Von London ging es weiter nach Paris und Wagner begann mit der Arbeit zum Holländer. Doch in Paris lösten sich seine Geldsorgen freilich nicht in Wohlgefallen auf und er sah sich gezwungen seinen französischen Prosaentwurf an den Pariser Operndirektor Léon Pillet zu verkaufen. Anfänglich hatte er noch die Hoffnung nunmehr auch mit der Komposition beauftragt zu werden, doch daraus wurde nix: am 9. Januar 1841 wurde der Holländer unter dem Titel „Le vaisseau fantôme, ou Le maudit des mers, opéra fantastique en deux actes“ in einer Komposition von Loius Dietsch aufgeführt. Wagner musste nun auch noch seine Wohnung in Paris aufgeben, um in einen billigeren Vorort zu ziehen. Dennoch arbeitete er weiter an seinem eigenen Entwurf und schloss eine erste Skizze schließlich mit dem Vermerk „Finis. Richard Wagner. Meudon, 22. August 1841 (in Not und Sorgen)“ ab.

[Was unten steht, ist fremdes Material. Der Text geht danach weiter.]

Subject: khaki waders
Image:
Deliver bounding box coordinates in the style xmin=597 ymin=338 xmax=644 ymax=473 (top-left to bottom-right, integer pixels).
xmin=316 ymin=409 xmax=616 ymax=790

Heute vor 170 Jahren, am 2. Januar 1843, hatte Wagners fliegender Holländer schließlich in Dresden seine Uraufführung. Doch die Oper hatte dort nur mäßigen Erfolg und wurde nach vier Vorstellungen wieder abgesetzt. Anders verlief es z.B. in Riga: von dort berichtete die Leipziger Illustrierte Zeitung, dass die Oper dort bereits populär wäre und „seine Melodien dort bereits Volksmelodien sind.“ Doch in Deutschland blieb man dem Werk gegenüber weiterhin kritisch. Die Zeitschrift für die elegante Welt schrieb am 24.01.1844: "Der fliegende Holländer, von Wagner, hat allgemeines Interesse erregt, ohne doch gerade besonders zu gefallen. Die Instrumentation weiß noch nicht recht mit dem Gesang in Einklang zu kommen. Es läuft fast immer eins dem ändern nach, und wenn sie sich treffen, tritt eins dem ändern auf den Fuß. Es ist noch viel Balgerei in der Musik, die Melodie darin ist noch in den Flegeljahren ..." In den Folgejahren unternahm Wagner noch diverse Änderungen an der Oper.

Heute ist der Holländer, nach „Die Hochzeit“, „Die Feen“, „Das Liebesverbot“ und dem „Rienzi“, Wagners früheste Oper, die noch heute auf zahlreichen Spielplänen des weltweiten Opernbetriebs zu finden ist.

Quellen:
Wagner-Verband Minden: Zeittafel zu „Der fliegende Holländer“ I. http://www.wagner-verband-minden.de/hollaender/7_hintergr/zeittafel/zeittafel_u.html (abgerufen am 02. Januar 2012).
Csampai, A./Holland, D.: Opernführer: Hamburg: Hoffmann & Campe Verlag, 1990.
Lehmann, H.J..: Auf den Spuren des Fliegenden Holländers von Richard Wagner: Norderstedt: Books on Demand GmbH, 2009.